ATI LPN
ATI Adult Medical Surgical
1. A patient with chronic pain is prescribed gabapentin. What is the primary purpose of this medication?
- A. Relieve neuropathic pain
- B. Reduce inflammation
- C. Enhance opioid analgesia
- D. Suppress cough
Correct answer: A
Rationale: Gabapentin is primarily prescribed to relieve neuropathic pain. It works by stabilizing electrical activity in the nerves, making it effective in managing conditions such as diabetic neuropathy, postherpetic neuralgia, and other forms of chronic pain originating from nerve damage.
2. A client with a newly created ileostomy has not had ostomy output for the past 12 hours and reports worsening nausea. What is the nurse's priority action?
- A. Facilitate a referral to the wound-ostomy-continence (WOC) nurse
- B. Report signs and symptoms of obstruction to the health care provider
- C. Encourage the client to mobilize to enhance mobility
- D. Contact the health care provider to obtain a swab of the stoma for culture
Correct answer: B
Rationale: The nurse's priority action in this situation is to report signs and symptoms of possible obstruction to the healthcare provider. Lack of ostomy output and worsening nausea can indicate a potential obstruction, which requires immediate attention and intervention to prevent complications.
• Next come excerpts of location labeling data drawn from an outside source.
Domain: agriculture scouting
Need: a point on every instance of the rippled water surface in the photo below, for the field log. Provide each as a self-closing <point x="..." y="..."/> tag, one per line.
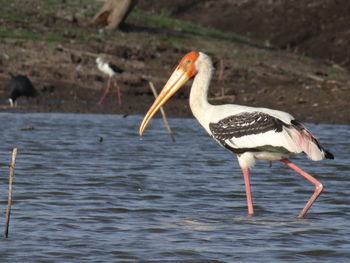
<point x="89" y="189"/>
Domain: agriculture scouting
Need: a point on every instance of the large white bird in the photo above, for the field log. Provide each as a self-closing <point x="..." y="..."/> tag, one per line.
<point x="111" y="70"/>
<point x="250" y="133"/>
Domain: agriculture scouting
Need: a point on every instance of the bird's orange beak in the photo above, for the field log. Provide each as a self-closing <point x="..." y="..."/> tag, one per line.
<point x="184" y="71"/>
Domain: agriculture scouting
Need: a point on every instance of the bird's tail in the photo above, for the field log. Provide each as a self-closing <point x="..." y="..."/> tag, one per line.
<point x="309" y="144"/>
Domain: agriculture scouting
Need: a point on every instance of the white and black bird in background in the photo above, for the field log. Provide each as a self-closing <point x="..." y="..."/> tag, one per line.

3. When a client expresses, 'I don't know how I will go on' while discussing feelings related to a recent loss, the nurse remains silent. What is the most likely reason for the nurse's behavior?
- A. The nurse is indicating disapproval of the statement.
- B. The nurse is showing respect for the client's loss.
- C. Silence is mirroring the client's sadness.
- D. Silence enables the client to contemplate what was expressed.
Correct answer: D
Rationale: In therapeutic communication, silence can offer the client an opportunity to process their emotions and thoughts. By remaining silent, the nurse provides a space for the client to reflect on their own words, facilitating deeper exploration and understanding of their feelings.
4. The client with bacterial pneumonia is receiving intravenous antibiotics. Which assessment finding indicates that the treatment is effective?
- A. Increased respiratory rate.
- B. Decreased oxygen saturation.
- C. Clear lung sounds.
- D. Elevated white blood cell count.
Correct answer: C
Rationale: Clear lung sounds indicate that the antibiotics are effectively treating the bacterial pneumonia by resolving the infection and reducing the inflammation in the lungs, leading to improved air exchange and ventilation. Increased respiratory rate (Choice A) and decreased oxygen saturation (Choice B) are indicative of ongoing respiratory distress and ineffective treatment. Elevated white blood cell count (Choice D) suggests a persistent infection rather than effective treatment.
5. A client who is receiving heparin therapy has an activated partial thromboplastin time (aPTT) of 90 seconds. What action should the nurse take?
- A. Increase the heparin infusion rate.
- B. Notify the healthcare provider.
- C. Apply pressure to the injection site.
- D. Administer protamine sulfate.
Correct answer: B
Rationale: An activated partial thromboplastin time (aPTT) of 90 seconds is elevated, indicating a risk of bleeding. The appropriate action for the nurse is to notify the healthcare provider. Increasing the heparin infusion rate can further elevate the aPTT, leading to an increased risk of bleeding. Applying pressure to the injection site is not relevant in this situation. Administering protamine sulfate is used to reverse the effects of heparin in cases of overdose or bleeding, but it is not the initial action for an elevated aPTT.